Agreed....but I simply can't imagine the US, even under Obama allowing Iran to take the pi$$ out of them in front of the world.

You never know, they might allow the Israelis to do the 'deed' for them :hmmm:

Oberon
06-25-10, 04:20 PM
Agreed....but I simply can't imagine the US, even under Obama allowing Iran to take the pi$$ out of them in front of the world.

You never know, they might allow the Israelis to do the 'deed' for them :hmmm:

Even the Israelis would have trouble hitting Irans nuclear ability enough to destroy it completely.

Grab yourself a Newcastle and have a read of these:

http://pds15.egloos.com/pds/200904/27/40/070305_iran_israelius.pdf

http://csis.org/files/media/csis/pubs/090316_israelistrikeiran.pdf

Jimbuna
06-26-10, 06:33 AM
Two excellent links....cheers :up:

There are so many options/cross permutations to consider having read those.

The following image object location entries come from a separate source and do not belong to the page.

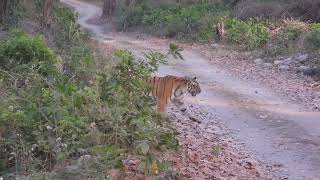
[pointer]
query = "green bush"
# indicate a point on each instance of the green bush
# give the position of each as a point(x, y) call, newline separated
point(313, 37)
point(45, 118)
point(192, 22)
point(22, 49)
point(250, 33)
point(286, 41)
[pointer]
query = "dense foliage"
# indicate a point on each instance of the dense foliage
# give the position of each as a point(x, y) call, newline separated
point(57, 104)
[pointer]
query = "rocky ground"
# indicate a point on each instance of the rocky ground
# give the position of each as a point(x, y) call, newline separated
point(284, 75)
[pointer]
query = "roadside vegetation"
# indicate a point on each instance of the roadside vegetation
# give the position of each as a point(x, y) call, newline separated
point(278, 28)
point(68, 111)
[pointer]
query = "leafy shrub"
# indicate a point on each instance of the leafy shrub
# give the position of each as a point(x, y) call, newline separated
point(22, 49)
point(192, 22)
point(286, 41)
point(313, 37)
point(251, 33)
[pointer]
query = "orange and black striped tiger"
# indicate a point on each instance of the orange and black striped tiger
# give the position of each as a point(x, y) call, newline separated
point(172, 88)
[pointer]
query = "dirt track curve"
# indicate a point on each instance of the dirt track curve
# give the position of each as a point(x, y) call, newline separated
point(268, 126)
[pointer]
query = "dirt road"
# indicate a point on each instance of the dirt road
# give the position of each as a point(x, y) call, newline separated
point(267, 126)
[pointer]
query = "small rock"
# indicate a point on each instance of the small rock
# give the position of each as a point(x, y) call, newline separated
point(277, 62)
point(302, 68)
point(267, 65)
point(302, 58)
point(311, 72)
point(143, 148)
point(194, 119)
point(287, 61)
point(283, 68)
point(215, 46)
point(258, 61)
point(263, 116)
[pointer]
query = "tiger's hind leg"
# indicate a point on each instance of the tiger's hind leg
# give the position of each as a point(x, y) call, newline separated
point(178, 102)
point(161, 106)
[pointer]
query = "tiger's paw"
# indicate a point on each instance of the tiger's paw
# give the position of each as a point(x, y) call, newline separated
point(183, 109)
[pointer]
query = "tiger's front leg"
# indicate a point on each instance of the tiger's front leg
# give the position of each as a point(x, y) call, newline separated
point(178, 102)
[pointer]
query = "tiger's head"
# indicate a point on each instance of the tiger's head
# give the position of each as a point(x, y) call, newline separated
point(193, 86)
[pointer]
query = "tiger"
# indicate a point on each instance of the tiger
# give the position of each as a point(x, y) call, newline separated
point(172, 89)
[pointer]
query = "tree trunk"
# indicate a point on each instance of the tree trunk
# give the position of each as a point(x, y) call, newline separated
point(47, 12)
point(3, 9)
point(108, 8)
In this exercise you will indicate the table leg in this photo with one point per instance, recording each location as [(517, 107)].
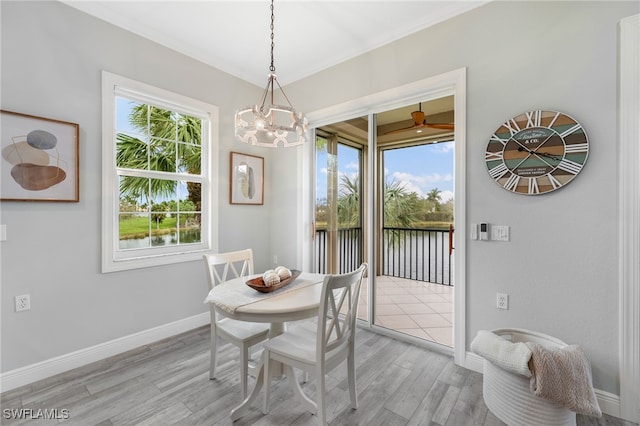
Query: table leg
[(243, 408), (308, 403)]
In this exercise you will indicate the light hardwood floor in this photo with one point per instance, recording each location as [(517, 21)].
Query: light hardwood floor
[(167, 383)]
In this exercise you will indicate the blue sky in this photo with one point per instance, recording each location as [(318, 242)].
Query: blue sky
[(420, 169)]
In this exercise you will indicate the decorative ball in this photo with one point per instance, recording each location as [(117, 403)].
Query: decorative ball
[(270, 278), (283, 272), (41, 139)]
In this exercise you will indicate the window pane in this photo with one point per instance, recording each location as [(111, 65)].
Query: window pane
[(134, 230), (126, 121), (189, 214), (158, 174), (162, 155)]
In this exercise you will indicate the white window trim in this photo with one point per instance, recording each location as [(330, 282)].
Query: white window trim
[(114, 85)]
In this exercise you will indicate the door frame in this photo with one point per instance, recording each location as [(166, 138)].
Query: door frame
[(629, 217), (450, 83)]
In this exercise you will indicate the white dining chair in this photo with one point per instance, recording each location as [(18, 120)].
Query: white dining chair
[(318, 349), (220, 268)]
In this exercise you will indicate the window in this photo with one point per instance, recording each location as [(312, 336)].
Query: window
[(158, 195)]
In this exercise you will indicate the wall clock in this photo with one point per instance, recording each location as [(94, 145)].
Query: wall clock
[(537, 152)]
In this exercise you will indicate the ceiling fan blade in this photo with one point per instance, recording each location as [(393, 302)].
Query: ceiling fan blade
[(404, 129), (443, 126)]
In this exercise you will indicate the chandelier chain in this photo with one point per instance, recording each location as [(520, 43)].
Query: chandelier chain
[(272, 68)]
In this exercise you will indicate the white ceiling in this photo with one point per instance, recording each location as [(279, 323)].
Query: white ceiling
[(310, 35)]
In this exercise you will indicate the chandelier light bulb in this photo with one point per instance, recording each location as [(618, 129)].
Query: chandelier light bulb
[(267, 123)]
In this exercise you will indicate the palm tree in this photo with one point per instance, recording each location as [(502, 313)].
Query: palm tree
[(401, 207), (173, 146), (349, 202), (433, 197)]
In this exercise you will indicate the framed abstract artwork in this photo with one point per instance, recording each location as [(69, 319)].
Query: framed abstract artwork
[(40, 159), (247, 179)]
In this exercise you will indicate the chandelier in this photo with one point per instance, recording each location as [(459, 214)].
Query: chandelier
[(269, 124)]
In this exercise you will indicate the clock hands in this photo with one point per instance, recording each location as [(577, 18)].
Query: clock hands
[(544, 154)]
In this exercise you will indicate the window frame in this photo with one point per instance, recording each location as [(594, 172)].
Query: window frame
[(114, 259)]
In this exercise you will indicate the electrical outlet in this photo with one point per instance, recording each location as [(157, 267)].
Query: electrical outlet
[(23, 303), (502, 301)]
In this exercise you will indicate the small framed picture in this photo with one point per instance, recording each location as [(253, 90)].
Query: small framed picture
[(40, 159), (247, 179)]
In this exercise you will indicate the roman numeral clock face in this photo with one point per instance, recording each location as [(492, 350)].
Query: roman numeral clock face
[(537, 152)]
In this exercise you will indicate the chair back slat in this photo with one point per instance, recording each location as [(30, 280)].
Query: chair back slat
[(222, 267), (338, 311)]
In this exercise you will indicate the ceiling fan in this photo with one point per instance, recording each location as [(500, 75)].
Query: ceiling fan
[(419, 122)]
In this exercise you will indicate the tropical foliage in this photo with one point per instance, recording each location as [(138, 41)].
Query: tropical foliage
[(173, 146)]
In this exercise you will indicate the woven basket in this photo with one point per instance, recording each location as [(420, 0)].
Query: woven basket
[(508, 395)]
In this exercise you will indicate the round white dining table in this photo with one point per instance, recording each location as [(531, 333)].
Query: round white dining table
[(299, 300)]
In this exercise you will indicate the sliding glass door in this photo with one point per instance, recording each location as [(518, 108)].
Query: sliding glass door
[(338, 215)]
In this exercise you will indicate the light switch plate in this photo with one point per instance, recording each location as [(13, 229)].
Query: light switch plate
[(500, 233)]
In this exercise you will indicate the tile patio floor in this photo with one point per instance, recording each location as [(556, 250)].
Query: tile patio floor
[(417, 308)]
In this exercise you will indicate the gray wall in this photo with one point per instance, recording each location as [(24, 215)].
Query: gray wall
[(560, 267), (52, 57)]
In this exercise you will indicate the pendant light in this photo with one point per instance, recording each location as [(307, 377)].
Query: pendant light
[(269, 124)]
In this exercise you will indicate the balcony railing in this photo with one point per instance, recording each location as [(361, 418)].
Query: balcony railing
[(417, 254)]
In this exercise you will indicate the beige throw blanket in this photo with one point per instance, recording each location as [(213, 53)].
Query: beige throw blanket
[(563, 375)]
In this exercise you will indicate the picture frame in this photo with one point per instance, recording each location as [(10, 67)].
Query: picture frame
[(40, 158), (246, 179)]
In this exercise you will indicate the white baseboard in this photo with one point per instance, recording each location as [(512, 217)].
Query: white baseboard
[(42, 370), (609, 403)]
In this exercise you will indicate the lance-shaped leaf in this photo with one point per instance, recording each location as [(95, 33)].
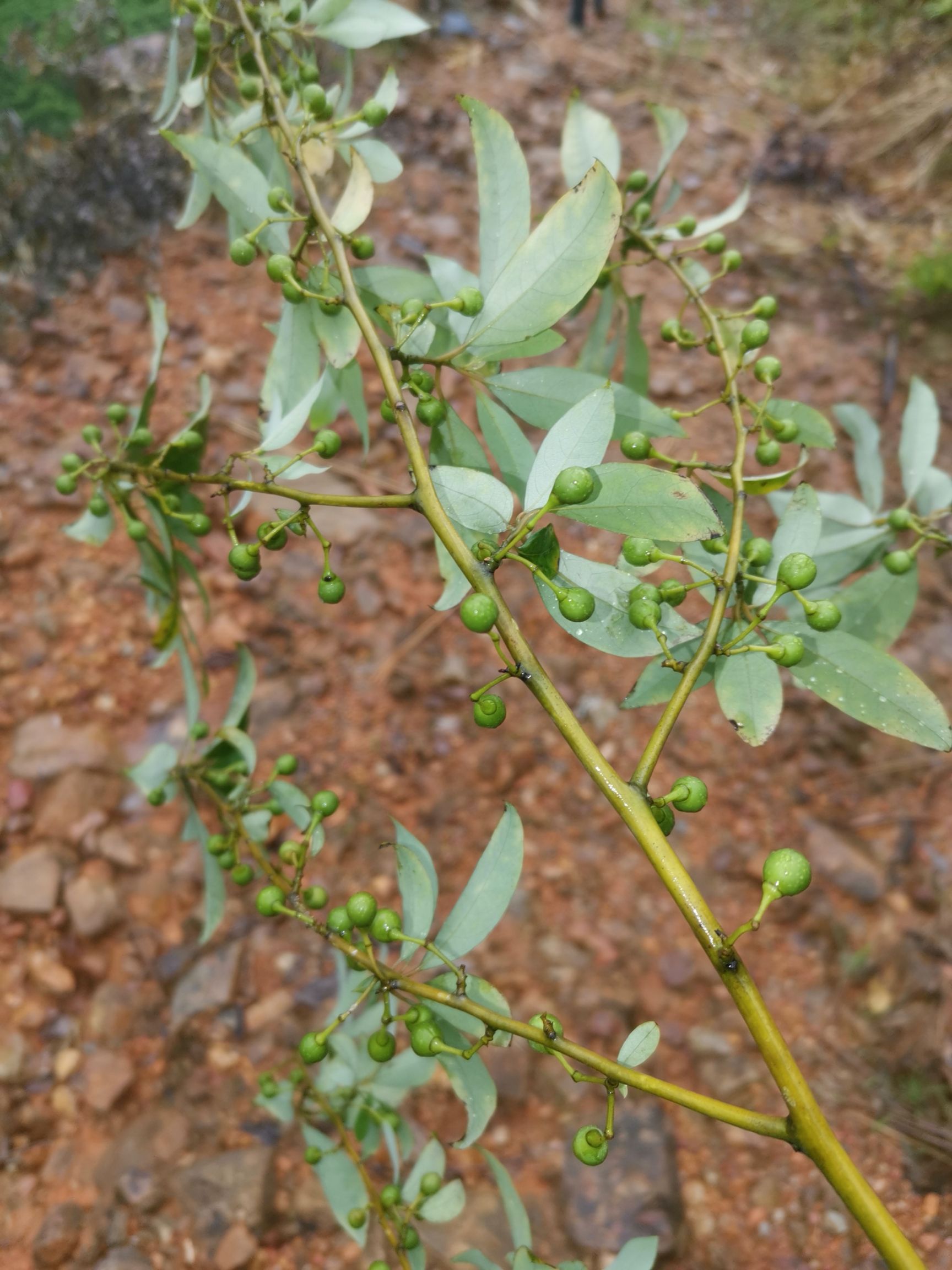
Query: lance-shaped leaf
[(486, 895), (581, 439), (555, 267)]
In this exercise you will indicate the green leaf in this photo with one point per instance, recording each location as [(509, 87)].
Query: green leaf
[(486, 895), (878, 606), (513, 1207), (416, 879), (865, 433), (749, 694), (814, 428), (919, 437), (475, 499), (506, 205), (588, 135), (581, 439), (632, 498), (237, 185), (507, 442), (471, 1084), (542, 394), (869, 685), (555, 267)]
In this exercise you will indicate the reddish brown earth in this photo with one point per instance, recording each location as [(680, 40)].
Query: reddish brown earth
[(108, 1106)]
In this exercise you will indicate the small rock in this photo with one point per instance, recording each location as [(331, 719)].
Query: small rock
[(93, 905), (31, 884), (13, 1056), (236, 1249), (59, 1235), (45, 747), (210, 984), (107, 1077)]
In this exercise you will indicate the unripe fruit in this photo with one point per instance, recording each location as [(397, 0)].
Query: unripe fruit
[(362, 247), (896, 562), (489, 712), (574, 486), (325, 801), (787, 871), (362, 908), (381, 1047), (796, 571), (332, 588), (754, 335), (479, 614), (548, 1024), (688, 794), (769, 453), (374, 114), (636, 445), (639, 552), (267, 898), (786, 650), (591, 1145), (431, 412), (769, 370), (644, 614), (385, 926), (577, 605), (471, 302), (824, 616), (280, 267)]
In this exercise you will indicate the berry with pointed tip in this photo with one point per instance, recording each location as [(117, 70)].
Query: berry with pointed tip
[(796, 571), (786, 650), (636, 445), (479, 614), (489, 712)]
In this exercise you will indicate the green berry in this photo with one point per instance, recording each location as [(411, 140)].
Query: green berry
[(896, 562), (362, 908), (267, 898), (824, 616), (548, 1024), (573, 486), (787, 871), (362, 247), (381, 1047), (639, 552), (431, 412), (577, 605), (758, 552), (786, 650), (591, 1145), (385, 926), (325, 801), (796, 571), (754, 335), (479, 614), (769, 453), (644, 614), (431, 1184), (688, 794), (636, 445), (332, 588), (489, 712), (767, 370)]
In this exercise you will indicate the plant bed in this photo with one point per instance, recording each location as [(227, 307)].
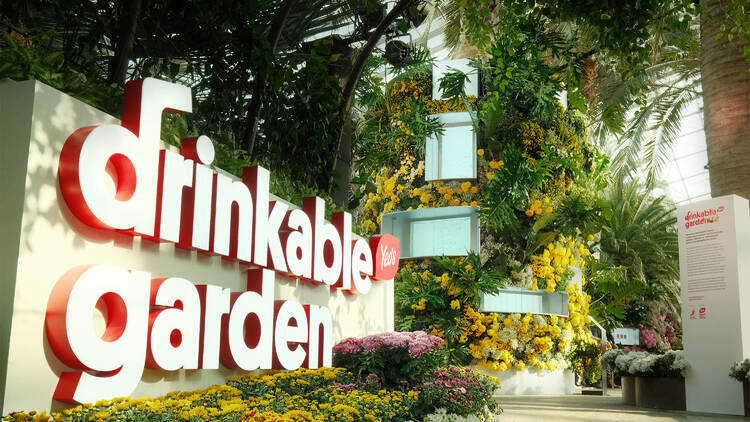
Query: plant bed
[(660, 392), (739, 371)]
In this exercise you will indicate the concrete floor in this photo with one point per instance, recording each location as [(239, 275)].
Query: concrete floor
[(591, 408)]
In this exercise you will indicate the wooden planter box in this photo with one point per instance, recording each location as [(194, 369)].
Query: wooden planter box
[(628, 389), (660, 393)]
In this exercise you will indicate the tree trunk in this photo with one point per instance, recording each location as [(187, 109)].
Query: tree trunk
[(118, 66), (259, 84), (726, 105), (347, 94)]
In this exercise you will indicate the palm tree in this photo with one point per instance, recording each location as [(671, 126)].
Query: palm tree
[(644, 111), (640, 234)]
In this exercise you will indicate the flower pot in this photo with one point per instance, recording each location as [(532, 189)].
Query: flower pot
[(628, 389), (660, 392)]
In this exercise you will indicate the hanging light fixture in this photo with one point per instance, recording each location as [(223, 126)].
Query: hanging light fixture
[(398, 53)]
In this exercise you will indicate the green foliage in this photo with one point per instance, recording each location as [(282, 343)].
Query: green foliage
[(432, 294), (27, 61), (394, 367), (220, 50), (639, 255), (612, 292), (586, 360), (739, 25), (740, 371)]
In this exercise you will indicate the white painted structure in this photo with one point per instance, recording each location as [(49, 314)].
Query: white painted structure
[(534, 382), (516, 300), (426, 232), (452, 154), (42, 240), (627, 336), (714, 240)]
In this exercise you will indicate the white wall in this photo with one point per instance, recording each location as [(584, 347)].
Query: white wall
[(42, 240)]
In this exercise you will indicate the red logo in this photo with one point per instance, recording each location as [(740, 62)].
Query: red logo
[(386, 249)]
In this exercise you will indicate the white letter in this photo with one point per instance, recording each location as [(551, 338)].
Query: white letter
[(324, 233), (229, 192), (298, 246), (181, 351), (320, 344), (285, 333), (266, 226), (122, 347), (177, 174), (262, 306), (203, 190), (215, 303)]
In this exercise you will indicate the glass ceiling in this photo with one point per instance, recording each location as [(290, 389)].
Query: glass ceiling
[(684, 177)]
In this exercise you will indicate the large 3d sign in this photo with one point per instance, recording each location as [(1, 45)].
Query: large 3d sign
[(170, 323)]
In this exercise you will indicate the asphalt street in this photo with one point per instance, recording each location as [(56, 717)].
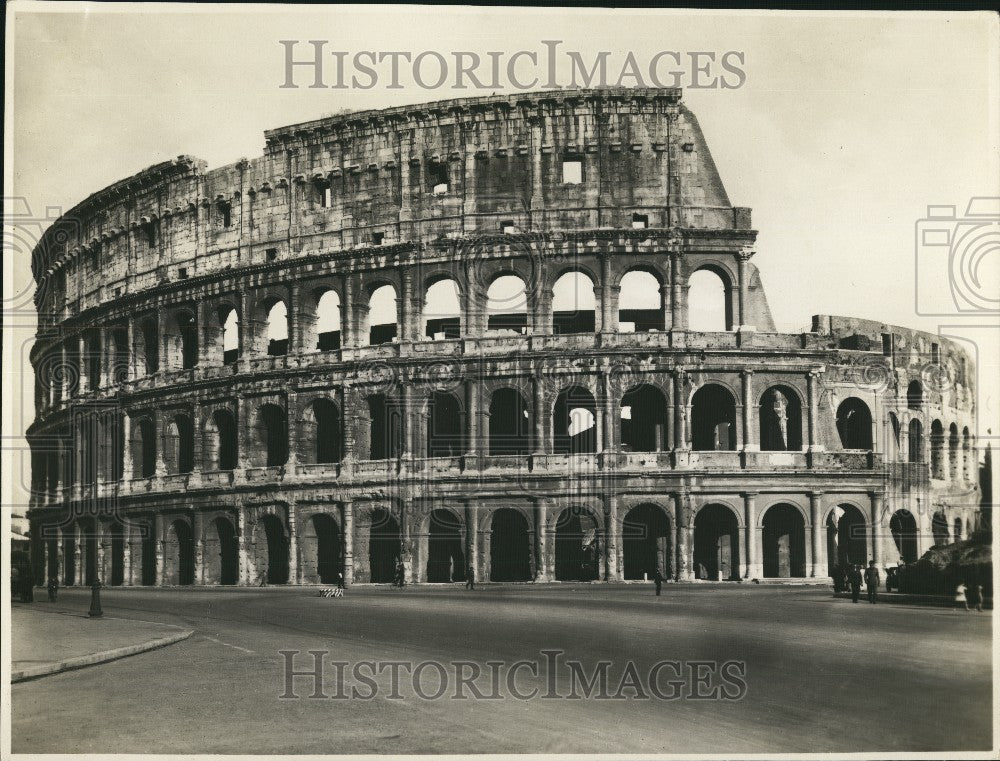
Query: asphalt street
[(805, 672)]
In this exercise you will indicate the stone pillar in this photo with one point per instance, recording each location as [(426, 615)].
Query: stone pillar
[(613, 541), (750, 443), (812, 393), (682, 510), (878, 507), (818, 569), (754, 566), (294, 566), (347, 521), (541, 540), (158, 544)]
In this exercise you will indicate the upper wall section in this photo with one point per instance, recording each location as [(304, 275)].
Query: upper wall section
[(551, 161)]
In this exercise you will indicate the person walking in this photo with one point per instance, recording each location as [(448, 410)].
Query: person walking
[(960, 600), (855, 578), (872, 580)]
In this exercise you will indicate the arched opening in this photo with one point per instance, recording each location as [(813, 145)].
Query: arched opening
[(937, 450), (444, 426), (643, 419), (646, 543), (784, 542), (220, 554), (179, 554), (384, 547), (573, 304), (709, 310), (149, 336), (117, 576), (915, 441), (713, 418), (510, 546), (382, 326), (575, 422), (442, 317), (230, 337), (903, 527), (272, 434), (854, 424), (328, 322), (325, 550), (322, 432), (220, 441), (445, 558), (578, 546), (716, 544), (276, 328), (780, 416), (385, 429), (954, 469), (507, 305), (640, 303), (847, 538), (509, 423), (939, 528)]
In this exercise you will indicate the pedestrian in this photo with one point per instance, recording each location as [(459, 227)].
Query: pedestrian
[(855, 579), (872, 580), (960, 601)]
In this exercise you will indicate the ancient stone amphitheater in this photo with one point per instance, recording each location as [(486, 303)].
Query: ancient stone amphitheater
[(518, 334)]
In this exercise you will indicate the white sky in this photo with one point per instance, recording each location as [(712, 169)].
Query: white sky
[(847, 128)]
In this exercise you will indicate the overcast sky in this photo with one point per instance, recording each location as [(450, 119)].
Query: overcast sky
[(846, 128)]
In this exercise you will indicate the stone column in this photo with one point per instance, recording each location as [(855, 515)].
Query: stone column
[(347, 521), (754, 567), (613, 541), (750, 443), (682, 510), (818, 569)]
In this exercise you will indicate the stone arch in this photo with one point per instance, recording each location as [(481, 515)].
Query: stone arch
[(854, 424), (783, 539), (574, 421), (713, 418), (579, 536), (647, 542), (643, 419), (716, 546), (780, 419), (903, 528)]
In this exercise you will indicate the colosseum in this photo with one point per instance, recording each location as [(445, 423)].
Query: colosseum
[(523, 335)]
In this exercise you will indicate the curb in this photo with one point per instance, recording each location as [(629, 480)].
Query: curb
[(91, 659)]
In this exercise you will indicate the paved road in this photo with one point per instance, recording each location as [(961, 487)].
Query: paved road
[(820, 675)]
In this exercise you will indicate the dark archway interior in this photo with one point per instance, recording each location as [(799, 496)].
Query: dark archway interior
[(646, 543), (903, 527), (445, 557), (784, 542), (713, 419), (577, 546), (644, 420), (383, 547), (716, 544), (510, 549)]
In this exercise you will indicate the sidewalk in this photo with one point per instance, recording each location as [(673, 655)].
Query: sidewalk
[(47, 642)]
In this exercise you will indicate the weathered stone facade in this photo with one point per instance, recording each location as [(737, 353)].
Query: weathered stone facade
[(184, 436)]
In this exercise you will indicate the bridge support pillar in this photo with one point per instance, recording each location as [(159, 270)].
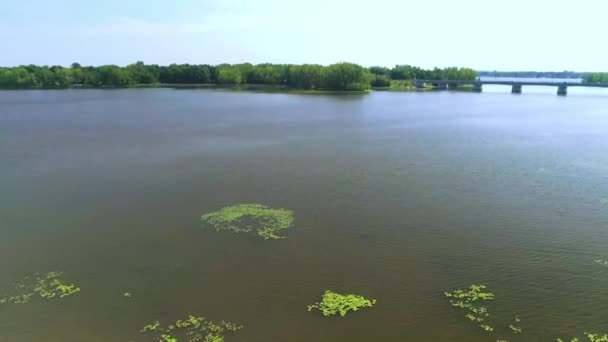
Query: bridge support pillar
[(516, 89), (477, 87)]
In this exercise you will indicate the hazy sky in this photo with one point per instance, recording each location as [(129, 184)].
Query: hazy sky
[(482, 34)]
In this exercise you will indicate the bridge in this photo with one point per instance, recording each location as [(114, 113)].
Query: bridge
[(516, 86)]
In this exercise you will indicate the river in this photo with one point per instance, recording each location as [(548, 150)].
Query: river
[(397, 196)]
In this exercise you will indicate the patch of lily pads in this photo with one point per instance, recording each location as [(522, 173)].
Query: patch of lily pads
[(592, 337), (468, 299), (333, 303), (48, 286), (601, 262), (191, 329), (266, 222)]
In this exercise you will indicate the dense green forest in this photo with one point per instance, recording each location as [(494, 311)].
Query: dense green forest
[(340, 76), (596, 77)]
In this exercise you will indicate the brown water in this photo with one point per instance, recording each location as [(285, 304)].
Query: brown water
[(397, 196)]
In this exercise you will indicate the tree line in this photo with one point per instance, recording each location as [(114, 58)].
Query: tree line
[(340, 76)]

I'll still wager the US/Israeli partnership will prevail :DL

TheSatyr
06-26-10, 07:15 AM
I am tired of watching US Kids dying for the state of Israel. We need to get the hell out of the Middle East and let Israel fight their own damn wars.

Bottom line,if Israel can't survive without the USA then they don't deserve to be a country.

Oberon
06-26-10, 08:56 AM
Two excellent links....cheers :up:

There are so many options/cross permutations to consider having read those.

I'll still wager the US/Israeli partnership will prevail :DL

Oh I agree Jim, generally speaking the side with the bigger guns prevails, but only if they use those bigger guns and don't tie them up in red tape which is the current fashion in the conducting of wars. Furthermore, Iran will not suffer the war weariness to the extend that the US will because it has a tighter control on its population and can stomp out protests and do away with dissidents whilst broadcasting pictures of mangled Iranians and destroyed 'Baby milk factories' which will a) strengthen the resolve of the waverers and b) wind up on CNN and the BBC and turn western opinion against the course of action being undertaken by the US and Israel.
Israel is a separate entity, it will suffer from a small amount of war weariness but nowhere near the size of the US because it has been under siege since its creation and chances are that during the battle the odd Scud will be winging its way across the Tel Aviv giving the Israeli Patriot batteries some target practice. Israel knows that if Iran goes nuclear that it is target numbero uno, so that puts a resolve behind its people and reduces the magnitude of war weariness.
Obama would win and lose from taking bilateral action with Israel against Iran. He would gain support to some extent from the Republican side of politics, 'Huh, he has a backbone after all' although there will still be many whose scales do not balance out still and who will still dislike him, however he will alienate many of his current supporters, and those undermine his own power-base. I think it's pretty obvious that he's going to be a one term president unless the Republicans field a real howler in 2012 (here's a hint...do NOT field Palin, field Scott Brown he seems quite popular) so he has two options, he can either play it safe and walk the middle road or he can try and carve himself a little legacy by standing up to Iran and taking the tough road...but given that he already has a book signing and after dinner speech circuit lined up for being the first non-white American president, I'd say that he'll want to take the safe road to 2012.

Jimbuna
06-26-10, 09:22 AM
Good response :up:

I don't think Obama can win on this either way he chooses to go.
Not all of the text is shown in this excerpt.